The market, Salonica

The market, Salonica
The market, Salonica

Saturday, 8 September 2018

Can I eat Graham?

Lyan’s Auntie asked me to help Filsan with her homework, half an hour a week, after his lesson. The girl was in Year 2. Next time, when I walked in, she was sitting on the carpet, reading aloud from a book. She kept doing it after I started with Lyan. Auntie came in.

“Is anyone being naughty?”

Silence.

“Are you being naughty?” I asked Lyan. He was bigger than me.

“No,” he responded, seriously.

“Are you being naughty?” I asked Filsan.

“No!” she responded, more seriously. She also shook her head.

“Am I being naughty?”

Filsan grinned. Auntie smiled, said no too, then went out. It was obvious. In our own way, we were all being naughty.
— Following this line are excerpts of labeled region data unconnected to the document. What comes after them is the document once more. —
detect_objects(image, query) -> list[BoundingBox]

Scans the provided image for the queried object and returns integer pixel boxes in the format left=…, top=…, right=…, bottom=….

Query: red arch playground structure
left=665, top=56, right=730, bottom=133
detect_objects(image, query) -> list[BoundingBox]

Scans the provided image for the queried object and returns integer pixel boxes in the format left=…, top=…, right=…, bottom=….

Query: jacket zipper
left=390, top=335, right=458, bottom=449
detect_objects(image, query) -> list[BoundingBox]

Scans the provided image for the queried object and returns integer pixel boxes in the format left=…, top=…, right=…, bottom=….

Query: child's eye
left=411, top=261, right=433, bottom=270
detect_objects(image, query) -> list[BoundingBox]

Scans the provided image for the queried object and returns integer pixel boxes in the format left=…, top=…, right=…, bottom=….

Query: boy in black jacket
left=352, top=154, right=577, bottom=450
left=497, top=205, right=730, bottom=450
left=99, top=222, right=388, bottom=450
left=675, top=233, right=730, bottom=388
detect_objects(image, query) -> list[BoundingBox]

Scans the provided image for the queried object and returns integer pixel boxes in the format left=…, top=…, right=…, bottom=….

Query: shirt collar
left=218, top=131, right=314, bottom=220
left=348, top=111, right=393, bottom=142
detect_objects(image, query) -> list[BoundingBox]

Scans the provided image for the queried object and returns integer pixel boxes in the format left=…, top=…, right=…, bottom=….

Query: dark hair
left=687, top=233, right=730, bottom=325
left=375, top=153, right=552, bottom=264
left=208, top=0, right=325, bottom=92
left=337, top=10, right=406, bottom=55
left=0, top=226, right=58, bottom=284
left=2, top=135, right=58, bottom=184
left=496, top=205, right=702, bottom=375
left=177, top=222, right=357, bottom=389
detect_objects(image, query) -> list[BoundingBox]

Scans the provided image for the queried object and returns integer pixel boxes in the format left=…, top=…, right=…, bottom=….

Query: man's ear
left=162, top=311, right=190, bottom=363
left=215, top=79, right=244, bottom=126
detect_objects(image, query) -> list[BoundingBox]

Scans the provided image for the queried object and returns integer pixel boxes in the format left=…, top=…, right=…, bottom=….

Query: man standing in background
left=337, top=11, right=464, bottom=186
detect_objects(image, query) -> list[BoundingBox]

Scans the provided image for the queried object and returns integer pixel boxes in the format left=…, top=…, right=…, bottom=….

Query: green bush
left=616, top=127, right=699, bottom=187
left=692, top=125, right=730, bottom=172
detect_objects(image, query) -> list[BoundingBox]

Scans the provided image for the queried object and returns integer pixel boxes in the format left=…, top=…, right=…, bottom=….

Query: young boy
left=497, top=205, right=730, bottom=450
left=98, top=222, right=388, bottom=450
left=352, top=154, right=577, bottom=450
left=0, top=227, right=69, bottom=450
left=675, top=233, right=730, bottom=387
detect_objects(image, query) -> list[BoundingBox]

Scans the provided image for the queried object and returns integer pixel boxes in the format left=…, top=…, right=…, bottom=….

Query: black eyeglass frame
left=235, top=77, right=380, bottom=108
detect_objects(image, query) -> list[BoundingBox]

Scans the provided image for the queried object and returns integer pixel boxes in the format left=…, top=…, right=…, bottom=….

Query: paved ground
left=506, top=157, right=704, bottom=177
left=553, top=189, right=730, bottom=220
I’d brought a comprehension for Lyan. It was about camping.

“Have you ever been camping?” I asked.

“Pilgrimage to Mecca.”

“Did you enjoy it?”

“Yes. You shouldn’t be afraid, should you, Graham? You shouldn’t be afraid! You shouldn’t be afraid, should you, Graham? You shouldn’t be afraid. You shouldn’t be afraid, should you, Graham? You shouldn’t be afraid!”

“No, Lyan, you shouldn’t be afraid.”

He chanted every lesson. The message was different.

“Can I use your pen, Graham? Can I use your pen?”

His was fine. Without waiting for an answer, he plucked the pen from my hand.

“Can I eat, Graham?”

I was tiring of his questions.

“Can you eat Graham?” I replied. Filsan turned her head, her eyes sparkling. “Haven’t you had dinner?” Lyan shook his head. I felt sorry for him. “That’s terrible. When did you last eat?”

“Morning. Can I eat now?”

“Go and ask Auntie.”

He dropped his head and didn’t mention food anymore. We worked for a while, then I asked, “Can I have the light on, please?”

“I don’t need it.”

Filsan tensed.

I do,” I said. He still didn’t move. I almost got up, but I was the teacher, and Filsan was watching with her warm eyes. It might confuse her.

“Filsan, can I call you Sweetie?” I tend to ask girls that, if they’re sweet. She nodded gravely. “Can you put the light on, please?” She did it at once. When she returned to the carpet, I said, “Thanks, Sweetie.”

Lyan laughed, the only time I heard him, and we had months of lessons.

“It’s not funny!” she cried. Silence. Back to English. I had a spelling question for Lyan.

"Give me a word with a silent letter.”

“No.”

Sweetie gaped  at Lyan, then at me. I was expecting knee or knock. It was hard to believe. Lyan had no malice. He could say stupid things, but so could I. He was sitting there as placid as ever, as if he knew what he’d said was right.

“You mean know!”

I spoke too loudly. Sweetie grinned again. At last, the hour was up. It was her turn now. She was waiting on the carpet, with a book in her lap, open at the page she’d chosen. In book terms, in sums and words, she was on a par with Lyan, but I couldn’t help thinking that she understood more. Imagine it, Lyan and his big, bare belly, sprawled on a tiny chair in a class of seven-year-olds.

There was a spelling list to learn. She had to put each word in a sentence. The first was animal.

“I stepped on a hedgehog.”

She really did.

“Excellent.” The sentence, I meant. “Write it down.”

The sentence had to include the word animal. I forgot, but so did Sweetie. It’s tough in Year 2. She showed me her knee. She’d hurt it at school.

“Did you cry?” I asked. She nodded. “Do you think hedgehogs cry?”

“No!” she said, in her deep voice. She went quiet. I thought she’d changed her mind – of course hedgehogs cried; everyone knew they did. But she stretched her arms out and hugged me. Lyan saw. His head dropped again.